LSA Similarity interface

689 views Asked by At

I am a PhD student in translation studies and I am currently working on my dissertation. I am using LSA Similarity interface as a method of analysis in my dissertation. My background is in linguistics and not computer science. I tried to find an easy LSA document categorisation tool but I could not find any. I tried to play with Gensim, I did not work. I think my problem is with linking my corpus (txt files) with the Gensim tool to do the analysis (I don't know how o do this step). I would greatly appreciate if anyone could help me with the analysis or direct me to any tool or easy tutorials to do it using Gensim.

I want to do the following: I want to apply document-doecument queries to retrieve the most relevant 5 documents from the corpus to the query document.

  1. I have 15 query document
  2. I have one corpus of (150 texts)The texts are short stories

I am desperate and I was hesitant to post this question here. I am sure that applying LSA in translation studies would add to the field and this makes me more persistent to find a way to do my analysis.

1

There are 1 answers

0
Gabriel On

The only really easy, user-friendly tool for LSA that is out there right now is http://lsa.colorado.edu/ . Unfortunately, it is a web-based tool only, and it does not allow you to train LSA on your own corpora.
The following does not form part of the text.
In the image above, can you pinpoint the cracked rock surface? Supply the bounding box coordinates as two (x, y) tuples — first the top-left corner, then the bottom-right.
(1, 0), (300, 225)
But depending on your needs, that may not matter.

If I'm understanding you correctly, you need document-document similarity scores between each of 15 query documents and each of 150 short stories (a total of 15*150=2250 similarity scores). If these query documents and short stories are in English, then you can use the version of LSA that is trained on the TASA corpus used in many studies of LSA as follows:

  • Go to http://lsa.colorado.edu/
  • Select One-To-Many Comparison
  • Copy-paste one of the short stories in the "Main text" box, and the 15 queries separated with a blank line in the "Texts to compare" box
  • Repeat for each of your short stories. A huge pain? Yes. But if you are desperate...

If you program a little bit in Python or R, other tools for LSA include http://clic.cimec.unitn.it/composes/toolkit/introduction.html and http://cran.r-project.org/web/packages/lsa/lsa.pdf , and would save you the manual labor of the above suggestion. Also, I know you already tried Gensim, but there is a nice tutorial for it at http://radimrehurek.com/gensim/tutorial.html that you might try following if you haven't already.